The wildfire, which has already burned up a two-hectare sized ridge, broke out at 5 p.m. Monday.
BC Wildfire Service air support and crews from four Port Alberni area departments worked through the night, managing to stop the fire’s spread, but it continued to smoulder on Tuesday.
That had East readying his fifth wheel on Tuesday, packing it up to leave if needed.
“Got everything ready to go on a moment’s notice, so I think most of the people in the neighbourhood probably did the same thing,” he said.
According to neighbours, land clearing had been going on at the end of the Clayton Road property, as record-breaking temperatures baked the valley.

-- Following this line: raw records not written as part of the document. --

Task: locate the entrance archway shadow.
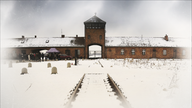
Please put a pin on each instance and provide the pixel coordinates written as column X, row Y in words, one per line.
column 94, row 51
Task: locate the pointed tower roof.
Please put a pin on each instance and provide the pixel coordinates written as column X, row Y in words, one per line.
column 94, row 19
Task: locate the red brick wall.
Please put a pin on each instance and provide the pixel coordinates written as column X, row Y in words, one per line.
column 94, row 39
column 115, row 52
column 62, row 50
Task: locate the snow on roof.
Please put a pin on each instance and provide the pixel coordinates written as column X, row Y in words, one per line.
column 146, row 42
column 94, row 19
column 109, row 42
column 44, row 42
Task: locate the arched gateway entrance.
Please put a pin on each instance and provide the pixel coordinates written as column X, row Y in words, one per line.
column 94, row 51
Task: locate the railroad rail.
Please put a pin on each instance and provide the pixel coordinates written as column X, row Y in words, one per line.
column 72, row 98
column 124, row 103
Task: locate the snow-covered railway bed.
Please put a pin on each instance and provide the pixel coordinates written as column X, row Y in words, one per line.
column 96, row 92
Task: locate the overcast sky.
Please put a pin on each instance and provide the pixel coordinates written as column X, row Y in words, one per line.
column 47, row 18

“It was 42 degrees and extreme heat. Humidity was really low. Worse fire conditions than you really want. Initially, we had knocked it down, embers though, had already embedded themselves on the side hill and the wind picked up and it moved faster than what we could get hoses to,” said Cherry Creek Volunteer Fire Department chief, Lucan Banton.
The fire danger was rated high in Cherry Creek Tuesday, but some pockets of Vancouver Island are rated extreme.
“Every hour or so things are getting drier and drier in the environment and the risk is increasing,” said BC Wildfire Service’s fire information officer, Dorthe Jakobsen.
Alberni firefighters say they expected to be on scene, extinguishing hot spots for days.